Everyone charged by the SEC agreed to settlements without admitting or denying the charges. Mizuho consented to the entry of a final judgment requiring payment of $10 million in disgorgement, $2.5 million in prejudgment interest, and a $115 million penalty. The settlement, which requires court approval, also permanently enjoins Mizuho from violating Sections 17(a)(2) and (3) of the Securities Act.
The SEC alleges that Mizuho structured and marketed Delphinus CDO 2007-1, a CDO that was backed by subprime bonds at a time when the housing market was showing signs of severe distress. The deal was contingent upon Mizuho obtaining credit ratings it used to market the notes to investors. When its employees realized that Delphinus could not meet one rating agency’s newly announced criteria intended to protect CDO investors from the uncertainty of ratings downgrades, they submitted to the rating firm a portfolio containing millions of dollars in dummy assets that inaccurately reflected the collateral held by Delphinus. Once the firm rated the inaccurate portfolio, Mizuho closed the transaction and sold the notes to investors using the misleading ratings. Delphinus defaulted in 2008 and eventually was liquidated in 2010. Mizuho sustained substantial losses from Delphinus.
According to the SEC’s settled administrative proceedings against the three former Mizuho employees responsible for the Delphinus deal, Alexander Rekeda headed the group that structured the $1.6 billion CDO, Xavier Capdepon modeled the transaction for the rating agencies, and Gwen Snorteland was the transaction manager responsible for structuring and closing Delphinus. Delaware Asset Advisers (DAA) served as Delphinus’s collateral manager and the DAA portfolio manager was Wei (Alex) Wei.
In the related administrative proceedings against Rekeda, Capdepon, and Snorteland, the SEC found that Rekeda violated Sections 17(a)(2) and (3) of the Securities Act, and Capdepon and Snorteland violated Section 17(a). Rekeda and Capdepon each agreed to pay a $125,000 penalty while the decision on whether there will be a penalty for Snorteland will be decided at a later date. Rekeda agreed to be suspended from the securities industry for 12 months, Capdepon and Snorteland each agreed to be barred from the securities industry for one year, and all three agreed to cease and desist from further violations of the respective sections of the Securities Act they violated.

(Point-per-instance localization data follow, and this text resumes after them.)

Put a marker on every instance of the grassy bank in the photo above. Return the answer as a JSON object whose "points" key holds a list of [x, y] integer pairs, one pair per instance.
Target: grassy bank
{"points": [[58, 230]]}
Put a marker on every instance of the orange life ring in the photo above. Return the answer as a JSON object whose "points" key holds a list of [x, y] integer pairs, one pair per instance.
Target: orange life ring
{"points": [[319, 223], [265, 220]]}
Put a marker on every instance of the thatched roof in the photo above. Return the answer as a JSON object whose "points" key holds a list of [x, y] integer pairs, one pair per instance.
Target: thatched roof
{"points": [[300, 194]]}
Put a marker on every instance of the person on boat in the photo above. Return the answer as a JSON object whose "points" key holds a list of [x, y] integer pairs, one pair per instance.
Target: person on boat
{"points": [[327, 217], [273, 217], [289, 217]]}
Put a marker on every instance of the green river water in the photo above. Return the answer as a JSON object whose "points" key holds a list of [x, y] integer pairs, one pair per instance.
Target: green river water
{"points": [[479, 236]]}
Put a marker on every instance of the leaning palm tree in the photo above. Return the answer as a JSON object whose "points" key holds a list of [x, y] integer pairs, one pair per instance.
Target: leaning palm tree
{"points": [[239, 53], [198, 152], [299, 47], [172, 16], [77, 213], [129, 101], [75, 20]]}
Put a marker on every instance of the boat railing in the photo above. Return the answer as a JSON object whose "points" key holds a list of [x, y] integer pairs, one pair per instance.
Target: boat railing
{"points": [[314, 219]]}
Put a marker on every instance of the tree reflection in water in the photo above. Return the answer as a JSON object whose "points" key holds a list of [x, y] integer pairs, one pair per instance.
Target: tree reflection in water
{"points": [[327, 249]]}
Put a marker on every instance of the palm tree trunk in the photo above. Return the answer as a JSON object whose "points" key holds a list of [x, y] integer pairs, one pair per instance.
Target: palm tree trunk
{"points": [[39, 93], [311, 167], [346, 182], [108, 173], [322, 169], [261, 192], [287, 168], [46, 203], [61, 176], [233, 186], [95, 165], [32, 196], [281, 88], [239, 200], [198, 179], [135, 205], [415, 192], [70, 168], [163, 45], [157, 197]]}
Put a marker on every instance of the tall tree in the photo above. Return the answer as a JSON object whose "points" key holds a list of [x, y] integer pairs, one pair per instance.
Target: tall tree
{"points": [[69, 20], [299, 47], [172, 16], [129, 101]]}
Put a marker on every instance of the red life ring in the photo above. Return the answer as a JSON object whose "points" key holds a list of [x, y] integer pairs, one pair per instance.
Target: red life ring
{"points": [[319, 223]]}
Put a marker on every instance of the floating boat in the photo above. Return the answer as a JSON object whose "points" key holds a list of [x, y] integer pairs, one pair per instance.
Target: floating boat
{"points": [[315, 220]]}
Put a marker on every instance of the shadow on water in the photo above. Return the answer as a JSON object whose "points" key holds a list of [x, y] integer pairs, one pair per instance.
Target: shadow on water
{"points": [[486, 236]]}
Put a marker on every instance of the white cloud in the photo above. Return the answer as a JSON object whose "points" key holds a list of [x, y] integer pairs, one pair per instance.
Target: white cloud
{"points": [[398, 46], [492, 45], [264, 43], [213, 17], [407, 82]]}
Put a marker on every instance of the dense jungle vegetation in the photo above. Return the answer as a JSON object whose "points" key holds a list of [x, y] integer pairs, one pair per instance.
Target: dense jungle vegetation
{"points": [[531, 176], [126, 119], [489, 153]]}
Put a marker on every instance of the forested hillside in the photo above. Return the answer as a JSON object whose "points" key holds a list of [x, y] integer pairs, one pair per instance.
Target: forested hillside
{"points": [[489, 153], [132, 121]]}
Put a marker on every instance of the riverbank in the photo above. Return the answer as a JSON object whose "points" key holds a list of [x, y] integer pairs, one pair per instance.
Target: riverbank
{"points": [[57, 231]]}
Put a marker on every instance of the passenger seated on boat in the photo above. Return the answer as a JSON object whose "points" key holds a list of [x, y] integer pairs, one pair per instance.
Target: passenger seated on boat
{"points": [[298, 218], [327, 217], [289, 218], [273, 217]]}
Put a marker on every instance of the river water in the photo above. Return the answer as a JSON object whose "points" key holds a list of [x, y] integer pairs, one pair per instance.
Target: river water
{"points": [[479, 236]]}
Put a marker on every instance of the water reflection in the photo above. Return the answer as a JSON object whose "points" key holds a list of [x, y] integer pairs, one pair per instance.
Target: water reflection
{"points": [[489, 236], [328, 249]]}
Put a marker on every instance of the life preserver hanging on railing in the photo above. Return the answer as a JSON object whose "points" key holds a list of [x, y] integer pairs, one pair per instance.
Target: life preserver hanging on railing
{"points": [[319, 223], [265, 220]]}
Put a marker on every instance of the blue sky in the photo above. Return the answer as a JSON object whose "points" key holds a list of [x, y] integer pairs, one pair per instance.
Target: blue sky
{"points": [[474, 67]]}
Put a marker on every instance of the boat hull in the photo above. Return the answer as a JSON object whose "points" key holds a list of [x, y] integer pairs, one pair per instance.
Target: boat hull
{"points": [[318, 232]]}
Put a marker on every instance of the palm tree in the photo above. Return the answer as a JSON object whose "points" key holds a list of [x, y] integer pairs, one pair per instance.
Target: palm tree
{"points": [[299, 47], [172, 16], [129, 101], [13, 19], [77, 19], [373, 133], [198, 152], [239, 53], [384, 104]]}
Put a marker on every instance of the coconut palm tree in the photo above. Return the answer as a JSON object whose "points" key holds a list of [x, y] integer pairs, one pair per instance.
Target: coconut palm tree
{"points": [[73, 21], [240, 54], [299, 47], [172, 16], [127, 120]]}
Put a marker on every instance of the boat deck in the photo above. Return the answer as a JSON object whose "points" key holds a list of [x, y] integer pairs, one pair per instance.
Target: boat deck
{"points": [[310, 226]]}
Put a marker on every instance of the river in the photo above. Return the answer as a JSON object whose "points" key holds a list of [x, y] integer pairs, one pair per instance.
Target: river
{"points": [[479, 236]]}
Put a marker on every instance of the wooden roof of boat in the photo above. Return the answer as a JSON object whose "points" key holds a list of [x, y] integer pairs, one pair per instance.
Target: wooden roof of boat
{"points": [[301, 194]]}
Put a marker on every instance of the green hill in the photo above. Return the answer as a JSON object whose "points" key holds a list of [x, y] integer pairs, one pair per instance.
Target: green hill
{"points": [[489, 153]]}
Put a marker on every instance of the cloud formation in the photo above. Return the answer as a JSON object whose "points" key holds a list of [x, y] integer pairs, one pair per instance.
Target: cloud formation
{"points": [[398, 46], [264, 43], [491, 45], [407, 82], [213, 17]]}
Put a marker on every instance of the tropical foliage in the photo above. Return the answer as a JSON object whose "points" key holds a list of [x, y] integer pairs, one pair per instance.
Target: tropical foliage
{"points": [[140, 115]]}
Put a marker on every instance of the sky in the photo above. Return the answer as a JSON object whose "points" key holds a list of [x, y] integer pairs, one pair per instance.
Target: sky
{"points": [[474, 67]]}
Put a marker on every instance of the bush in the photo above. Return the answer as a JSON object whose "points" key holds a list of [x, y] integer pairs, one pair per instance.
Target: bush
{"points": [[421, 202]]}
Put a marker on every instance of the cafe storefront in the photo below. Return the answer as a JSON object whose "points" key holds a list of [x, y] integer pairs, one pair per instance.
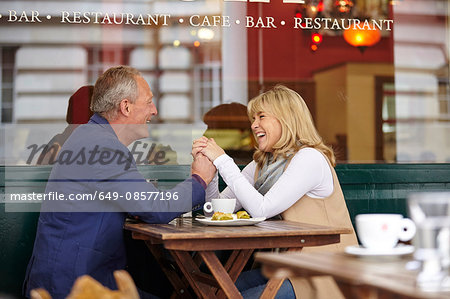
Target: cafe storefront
{"points": [[374, 74]]}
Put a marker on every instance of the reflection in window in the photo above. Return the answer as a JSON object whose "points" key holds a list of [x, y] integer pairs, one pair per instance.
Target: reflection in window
{"points": [[7, 83]]}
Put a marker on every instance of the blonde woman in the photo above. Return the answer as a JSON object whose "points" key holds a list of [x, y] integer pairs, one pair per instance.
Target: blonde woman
{"points": [[291, 176]]}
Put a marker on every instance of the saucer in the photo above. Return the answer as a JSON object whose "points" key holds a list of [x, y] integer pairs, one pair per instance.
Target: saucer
{"points": [[396, 251], [234, 222]]}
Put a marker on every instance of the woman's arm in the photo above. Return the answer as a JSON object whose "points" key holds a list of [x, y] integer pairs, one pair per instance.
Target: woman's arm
{"points": [[212, 191], [307, 172]]}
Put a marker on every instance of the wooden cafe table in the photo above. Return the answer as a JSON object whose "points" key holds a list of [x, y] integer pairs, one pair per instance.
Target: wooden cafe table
{"points": [[183, 236], [380, 277]]}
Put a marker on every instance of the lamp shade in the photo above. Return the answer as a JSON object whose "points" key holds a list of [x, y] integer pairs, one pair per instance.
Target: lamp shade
{"points": [[362, 37]]}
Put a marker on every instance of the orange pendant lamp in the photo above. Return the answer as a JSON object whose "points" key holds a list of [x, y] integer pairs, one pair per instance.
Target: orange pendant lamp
{"points": [[362, 38]]}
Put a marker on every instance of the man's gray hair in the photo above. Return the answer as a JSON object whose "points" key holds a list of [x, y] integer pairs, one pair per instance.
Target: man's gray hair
{"points": [[114, 85]]}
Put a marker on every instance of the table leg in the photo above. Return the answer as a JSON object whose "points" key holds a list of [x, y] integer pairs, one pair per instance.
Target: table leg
{"points": [[189, 268], [235, 265], [272, 287], [221, 275], [274, 283], [181, 288]]}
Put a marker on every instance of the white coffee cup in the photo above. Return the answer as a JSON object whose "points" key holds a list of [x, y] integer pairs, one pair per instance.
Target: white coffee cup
{"points": [[224, 205], [383, 231]]}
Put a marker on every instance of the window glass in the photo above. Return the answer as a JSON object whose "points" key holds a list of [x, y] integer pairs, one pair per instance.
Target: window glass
{"points": [[374, 73]]}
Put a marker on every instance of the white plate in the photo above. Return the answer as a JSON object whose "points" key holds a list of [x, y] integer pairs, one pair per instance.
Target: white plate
{"points": [[396, 251], [234, 222]]}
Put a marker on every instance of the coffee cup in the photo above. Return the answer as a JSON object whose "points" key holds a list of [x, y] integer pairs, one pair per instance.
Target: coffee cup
{"points": [[383, 231], [224, 205]]}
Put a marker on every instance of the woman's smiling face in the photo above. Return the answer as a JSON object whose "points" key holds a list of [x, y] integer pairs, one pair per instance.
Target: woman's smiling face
{"points": [[267, 130]]}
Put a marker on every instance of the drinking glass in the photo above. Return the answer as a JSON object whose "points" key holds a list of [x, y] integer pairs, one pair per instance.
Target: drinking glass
{"points": [[431, 213]]}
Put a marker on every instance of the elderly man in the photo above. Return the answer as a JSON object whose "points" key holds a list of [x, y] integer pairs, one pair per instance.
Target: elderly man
{"points": [[86, 237]]}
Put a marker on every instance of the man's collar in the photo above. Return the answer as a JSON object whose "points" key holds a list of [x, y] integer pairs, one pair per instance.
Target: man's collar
{"points": [[103, 122], [98, 119]]}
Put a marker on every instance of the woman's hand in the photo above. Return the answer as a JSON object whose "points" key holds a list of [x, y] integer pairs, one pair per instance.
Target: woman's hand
{"points": [[198, 145], [212, 150]]}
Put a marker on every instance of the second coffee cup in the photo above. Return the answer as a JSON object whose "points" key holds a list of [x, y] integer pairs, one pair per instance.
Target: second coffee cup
{"points": [[383, 231], [224, 205]]}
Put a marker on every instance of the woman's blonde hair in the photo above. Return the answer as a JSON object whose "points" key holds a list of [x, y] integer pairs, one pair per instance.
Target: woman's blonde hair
{"points": [[297, 127]]}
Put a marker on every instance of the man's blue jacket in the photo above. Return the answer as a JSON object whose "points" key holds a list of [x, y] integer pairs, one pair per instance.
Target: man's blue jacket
{"points": [[70, 243]]}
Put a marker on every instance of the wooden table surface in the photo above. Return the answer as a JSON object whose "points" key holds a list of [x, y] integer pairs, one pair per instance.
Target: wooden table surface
{"points": [[185, 235], [357, 277]]}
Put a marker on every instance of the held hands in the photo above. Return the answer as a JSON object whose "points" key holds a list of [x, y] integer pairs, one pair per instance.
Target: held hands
{"points": [[202, 166], [207, 147]]}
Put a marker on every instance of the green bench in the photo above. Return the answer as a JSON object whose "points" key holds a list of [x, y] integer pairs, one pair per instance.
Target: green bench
{"points": [[368, 188]]}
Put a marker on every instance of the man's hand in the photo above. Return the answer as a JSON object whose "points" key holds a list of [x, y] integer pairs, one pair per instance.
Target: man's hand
{"points": [[212, 150], [203, 167]]}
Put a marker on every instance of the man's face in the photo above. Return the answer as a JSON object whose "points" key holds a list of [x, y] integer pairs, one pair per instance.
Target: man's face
{"points": [[142, 110]]}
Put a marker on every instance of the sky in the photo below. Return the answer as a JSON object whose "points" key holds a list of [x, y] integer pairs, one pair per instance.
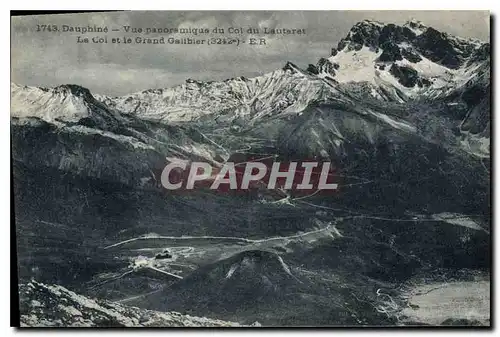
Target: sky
{"points": [[53, 58]]}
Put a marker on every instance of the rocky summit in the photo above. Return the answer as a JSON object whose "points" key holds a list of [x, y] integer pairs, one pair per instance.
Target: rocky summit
{"points": [[402, 113]]}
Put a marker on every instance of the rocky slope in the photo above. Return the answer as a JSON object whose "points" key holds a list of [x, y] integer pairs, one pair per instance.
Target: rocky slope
{"points": [[403, 112], [55, 306]]}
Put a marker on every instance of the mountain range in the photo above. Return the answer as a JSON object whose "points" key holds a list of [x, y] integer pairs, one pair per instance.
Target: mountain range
{"points": [[404, 114]]}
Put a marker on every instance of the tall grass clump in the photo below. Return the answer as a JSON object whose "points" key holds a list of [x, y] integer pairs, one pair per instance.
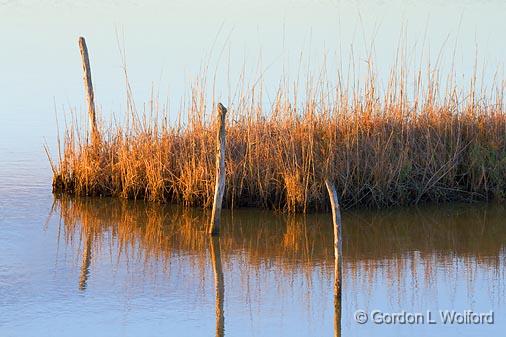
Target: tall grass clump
{"points": [[416, 139]]}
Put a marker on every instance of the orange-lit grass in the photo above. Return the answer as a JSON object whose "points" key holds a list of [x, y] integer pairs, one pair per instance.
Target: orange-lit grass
{"points": [[381, 148]]}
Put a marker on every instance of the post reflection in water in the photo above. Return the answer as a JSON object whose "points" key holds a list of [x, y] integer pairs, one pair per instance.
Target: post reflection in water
{"points": [[337, 299], [411, 257], [85, 266], [219, 285]]}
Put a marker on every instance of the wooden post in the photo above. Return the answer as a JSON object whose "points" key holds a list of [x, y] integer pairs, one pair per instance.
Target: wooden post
{"points": [[88, 88], [218, 285], [219, 187], [338, 253]]}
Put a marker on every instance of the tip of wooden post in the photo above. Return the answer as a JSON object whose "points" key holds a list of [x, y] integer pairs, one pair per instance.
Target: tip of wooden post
{"points": [[221, 108]]}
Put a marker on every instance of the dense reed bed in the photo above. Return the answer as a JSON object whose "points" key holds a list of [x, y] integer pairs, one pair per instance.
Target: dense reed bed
{"points": [[411, 140]]}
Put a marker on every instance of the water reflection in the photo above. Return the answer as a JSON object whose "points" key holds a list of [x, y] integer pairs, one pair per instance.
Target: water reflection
{"points": [[406, 258], [219, 285]]}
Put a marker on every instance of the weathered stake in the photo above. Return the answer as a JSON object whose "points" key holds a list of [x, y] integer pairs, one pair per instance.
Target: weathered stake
{"points": [[88, 89], [338, 253], [219, 188]]}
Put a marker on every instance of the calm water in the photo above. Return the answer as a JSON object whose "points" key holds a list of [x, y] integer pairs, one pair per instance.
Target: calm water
{"points": [[110, 268]]}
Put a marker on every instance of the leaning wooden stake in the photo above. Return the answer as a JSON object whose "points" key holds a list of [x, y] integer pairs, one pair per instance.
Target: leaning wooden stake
{"points": [[219, 188], [88, 88], [338, 253]]}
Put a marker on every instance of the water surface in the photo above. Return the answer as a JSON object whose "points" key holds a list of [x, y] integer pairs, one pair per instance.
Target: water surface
{"points": [[113, 268]]}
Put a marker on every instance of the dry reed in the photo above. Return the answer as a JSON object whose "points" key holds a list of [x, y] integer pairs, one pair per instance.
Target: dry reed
{"points": [[381, 147]]}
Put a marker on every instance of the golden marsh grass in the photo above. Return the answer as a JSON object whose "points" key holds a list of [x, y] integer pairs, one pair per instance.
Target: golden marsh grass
{"points": [[411, 142]]}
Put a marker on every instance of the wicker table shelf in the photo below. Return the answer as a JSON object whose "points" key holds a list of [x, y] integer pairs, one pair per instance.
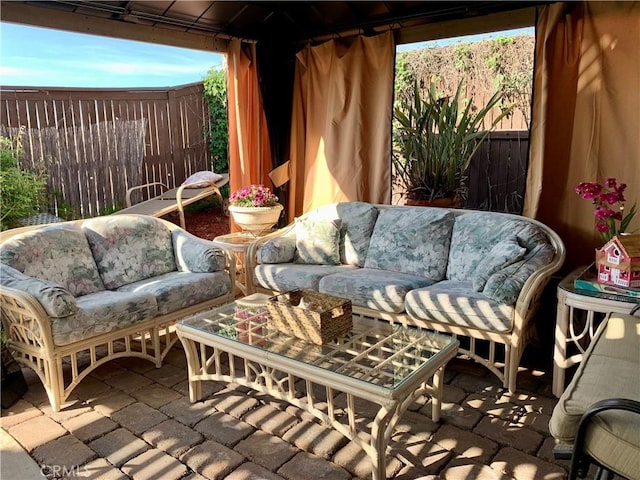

The SEC instituted settled administrative proceedings against DAA and Wei based on their post-closing conduct. DAA consented to the entry of an order requiring the firm to pay disgorgement of $2,228,372, prejudgment interest of $357,776, and a penalty of $2,228,372. Wei consented to the entry of an order requiring him to pay a $50,000 penalty and suspending him from associating with any investment adviser for six months. Both DAA and Wei consented to cease and desist from violating Section 17(a)(2) and (3) of the Securities Act and Section 206(2) of the Advisers Act.